Multivariate statistics vs machine learning? Are multivariate statistics and machine learning solving the same problems?
I saw that their books are about the same topics, so I have the impression that they are solving the same problems and probably using the same methods.
What are their relations and differences?
Can machine learning solve the same problems in univariate statistics?
Thanks!
 A: I think this is a great question, and not an easy one to answer. I conceptualize that machine learning encompasses a lot of multivariate statistics, because many of the common techniques in multivariate analysis (ordination and clustering, for instance) use unsupervised learning algorithms. With people like me who aren't that concerned about the computer side of things, a lot of this stuff appears to be "under the hood", and I usually am focused more on how ordination relates as an extension of regression.
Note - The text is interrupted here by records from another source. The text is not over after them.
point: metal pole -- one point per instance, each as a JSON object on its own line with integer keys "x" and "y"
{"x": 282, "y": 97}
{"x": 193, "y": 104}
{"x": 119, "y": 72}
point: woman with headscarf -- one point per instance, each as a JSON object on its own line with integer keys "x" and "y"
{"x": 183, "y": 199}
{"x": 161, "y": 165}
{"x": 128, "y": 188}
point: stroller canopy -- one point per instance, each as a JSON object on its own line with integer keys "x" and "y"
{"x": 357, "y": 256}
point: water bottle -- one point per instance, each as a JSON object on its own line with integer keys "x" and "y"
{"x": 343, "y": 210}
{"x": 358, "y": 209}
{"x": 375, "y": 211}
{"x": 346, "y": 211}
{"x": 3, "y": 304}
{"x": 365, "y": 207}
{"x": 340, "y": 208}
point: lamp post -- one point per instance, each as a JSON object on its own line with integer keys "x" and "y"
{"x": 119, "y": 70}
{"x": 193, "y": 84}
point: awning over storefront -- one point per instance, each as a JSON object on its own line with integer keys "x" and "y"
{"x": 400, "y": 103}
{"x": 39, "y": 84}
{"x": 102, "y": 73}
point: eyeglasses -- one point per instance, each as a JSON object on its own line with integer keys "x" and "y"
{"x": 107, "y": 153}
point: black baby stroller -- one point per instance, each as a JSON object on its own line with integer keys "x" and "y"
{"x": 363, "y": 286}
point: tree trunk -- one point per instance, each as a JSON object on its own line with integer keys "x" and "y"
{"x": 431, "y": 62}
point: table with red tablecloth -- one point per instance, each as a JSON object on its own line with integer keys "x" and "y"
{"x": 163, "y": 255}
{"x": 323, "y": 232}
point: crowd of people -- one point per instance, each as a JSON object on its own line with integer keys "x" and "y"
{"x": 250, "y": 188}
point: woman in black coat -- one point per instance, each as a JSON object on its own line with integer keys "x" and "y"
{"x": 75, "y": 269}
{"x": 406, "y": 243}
But it cannot be ignored that the computer is doing some pretty advanced searching for patterns that I am not responsible for. 
Then there are supervised learning techniques in machine learning outside the realm of regular multivariate analysis. For instance, if you want to predict what categories some new object would go into based upon some of its variable's values, then you can train the algorithm to a bunch of objects that you know the classification of and then set the algorithm on classifying the new object. This is clearly not a multivariate statistics technique, and I tend to think of this when I think ofmachine learning because it involves that process of communicating the success or failure of a search to the system. Then this is where machine learning starts to overlap with AI, and things quickly get completely out of my depth...
In the end, I do agree with the second answer on this thread that machine learning emphasizes prediction, whereas statisics in general is concerned with inference - but again, this is broad strokes stuff and not always going to be true. 
A: I think Machine learning is very specific class of powerful learning models while Multivariate Statistics or Statistics in general is a framework. In statistics you deal with all kinds of things related to measurements, summarization and uncertainties (examples are hypothesis testing, power, confidence interval, etc...). Of course, it is inevitable to have some machine learning models in Multivariate Statistics because it is a way to summarize data but that doesn't diminish the field of Machine Learning. Remember that you can also view all sciences as model making endeavour but that doesn't diminish the value of those sciences and the effort given to them. Machine Learning is wide enough to be considered a field on its own just like any science. 
There are some overlap but they don't necessarily solve the same problems in general just like Statistician and Scientist don't have similar problems.